接下来段绍陵又与杨谏商讨一番,然后便先行告辞离开,返回前堂去向段崇简奏报商讨的结果。
“经过孩儿一番力争,这杨谏答应可以将第一笔入州的钱帛从一万贯提升为两万贯,但却需要先检阅州府所招聚的运夫队伍。只要州府能够做到这一点,两万贯陆运钱月内便可入州缴库。”
因为杨谏故意示弱,因此段绍陵的交涉也是卓有成效,直接将第一批投入的资金数额提升了一倍。
但他脸上却并没有多少喜色,而是不无忧虑的说道:“不过这杨谏却说今秋办货相较年初时增加倍余,因此需要的运夫脚力也要更多。若事皆委于州府筹办,那所需要招聚的运夫便不是少数,起码需要三千余众。
但是如今州内人力本就不足,加上入秋之后农事更加繁忙,如何能够聚得这么多的运夫。那杨谏又要求需先验看,才肯输钱入州,否则便要转赴别州磋商事宜。
孙儿怀疑此事或还有诈,可能是那张岱仍然未肯放弃追究河南役卒之事,故而以此为诱,就是要逼迫州府将那些役卒招来展列,而他则抓取罪证。”
段崇简听到这话后,便也皱起了眉头,低头沉吟了好一会儿,才又开口对段绍陵说道:“你遇事不轻信他人,而是懂得深思熟虑、权衡利弊,这很不错。凡事自应先思可否,不要只因巨利诱惑便轻率决定,哪怕会因此错失良机,但也不至于犯下什么大错。”
“所以叔祖也觉得这杨谏有问题、其言并不可信?”
段绍陵听到段崇简开口夸赞自己,欣喜之余也有几分失望。他虽然觉得杨谏如此要求有些可疑,但内心里还是希望自己猜错了,毕竟如果这事是真的话,那当中的利益可就太可观了。
段崇简闻言后却摇了摇头,接着便继续说道:“人心隔肚皮,再如何智计百出之人,又怎么能够尽知旁人心中所想?只不过观人料事,需从大处着眼,不要只凭一时的臆测便轻易论断人或事是否可信。”
“叔祖的意思是……这大处又在哪里?”
段绍陵听着却有些迷糊,搞不懂那杨谏究竟可信还是不可信。
“所谓大处,便是显而易见的情势、不容伪装的事实。
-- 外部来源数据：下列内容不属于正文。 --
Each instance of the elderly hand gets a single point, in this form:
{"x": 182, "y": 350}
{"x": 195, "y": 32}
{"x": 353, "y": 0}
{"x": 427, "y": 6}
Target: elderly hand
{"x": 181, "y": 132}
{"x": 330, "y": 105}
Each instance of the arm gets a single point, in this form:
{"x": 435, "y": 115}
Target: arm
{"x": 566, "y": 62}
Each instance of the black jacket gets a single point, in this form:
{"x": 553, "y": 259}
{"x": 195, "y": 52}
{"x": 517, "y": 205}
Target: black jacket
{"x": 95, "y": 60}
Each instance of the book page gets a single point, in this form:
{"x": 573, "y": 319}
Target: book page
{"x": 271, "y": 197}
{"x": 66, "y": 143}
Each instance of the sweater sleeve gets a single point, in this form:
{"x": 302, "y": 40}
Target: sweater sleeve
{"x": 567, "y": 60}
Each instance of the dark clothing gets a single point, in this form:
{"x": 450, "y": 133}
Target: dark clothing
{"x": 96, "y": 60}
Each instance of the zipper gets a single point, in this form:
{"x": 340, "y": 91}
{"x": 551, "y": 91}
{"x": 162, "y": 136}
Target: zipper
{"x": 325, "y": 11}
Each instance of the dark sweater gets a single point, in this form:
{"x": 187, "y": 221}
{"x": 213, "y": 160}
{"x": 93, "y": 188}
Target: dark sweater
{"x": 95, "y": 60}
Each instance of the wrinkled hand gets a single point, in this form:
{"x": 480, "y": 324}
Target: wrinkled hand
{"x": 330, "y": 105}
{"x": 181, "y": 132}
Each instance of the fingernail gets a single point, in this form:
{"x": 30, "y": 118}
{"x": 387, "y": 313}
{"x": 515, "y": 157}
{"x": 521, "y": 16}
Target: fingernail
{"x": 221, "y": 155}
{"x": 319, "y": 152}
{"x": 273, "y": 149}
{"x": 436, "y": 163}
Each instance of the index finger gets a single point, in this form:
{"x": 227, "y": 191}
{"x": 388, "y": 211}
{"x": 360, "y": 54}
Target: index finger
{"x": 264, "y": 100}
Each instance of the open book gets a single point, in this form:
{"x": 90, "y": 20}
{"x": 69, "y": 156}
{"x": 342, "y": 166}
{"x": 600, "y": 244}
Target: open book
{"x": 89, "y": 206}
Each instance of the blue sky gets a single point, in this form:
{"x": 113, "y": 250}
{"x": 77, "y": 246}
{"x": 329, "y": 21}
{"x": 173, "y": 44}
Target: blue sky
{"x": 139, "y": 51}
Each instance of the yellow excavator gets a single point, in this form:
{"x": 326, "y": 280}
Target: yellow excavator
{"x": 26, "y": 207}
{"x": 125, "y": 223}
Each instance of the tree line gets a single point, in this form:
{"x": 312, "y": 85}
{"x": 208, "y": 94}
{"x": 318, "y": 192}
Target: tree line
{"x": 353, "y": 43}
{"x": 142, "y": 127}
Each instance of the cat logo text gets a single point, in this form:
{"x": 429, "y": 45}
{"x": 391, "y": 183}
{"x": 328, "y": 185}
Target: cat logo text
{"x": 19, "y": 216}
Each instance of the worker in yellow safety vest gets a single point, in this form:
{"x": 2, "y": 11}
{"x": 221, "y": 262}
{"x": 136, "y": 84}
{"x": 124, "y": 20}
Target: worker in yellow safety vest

那杨谏就算能从小处用谋、一时之间欺诈了你,但终究还是有许多事情是他所力有未逮、不能更改的。”
这段绍陵还算识趣听话,做事也比较得力,因此段崇简也比较愿意提点调教他一下:“你说那杨谏可能是奉张岱所命、以此引诱咱们将那些河南役卒引出,那张岱为什么要这么做?
莫非他与那些河南役卒有亲,所以才对此念念不忘、誓要追究到底?还有一点,霍公王毛仲刁难其人、扣押重货一事究竟是真是假?
这两处如果不做求证,无论你觉得那杨谏可信还是不可信,都是不做准的。但这两件事如果求证明白,杨谏可信还是不可信自然也就清楚了。”
段绍陵也算机灵,听到这里当即便明白过来:“所以只要王毛仲刁难张岱一事为真,张岱自然不会为了那些非亲非故的河南蚁民穷生事端、得罪叔祖!他在关内商道已经不通,若是河北这里也交恶叔祖,那么纵然操持这互市大计,但货离两京之后便不再受其控制,自然也难能从中得益,对他有害而无利!”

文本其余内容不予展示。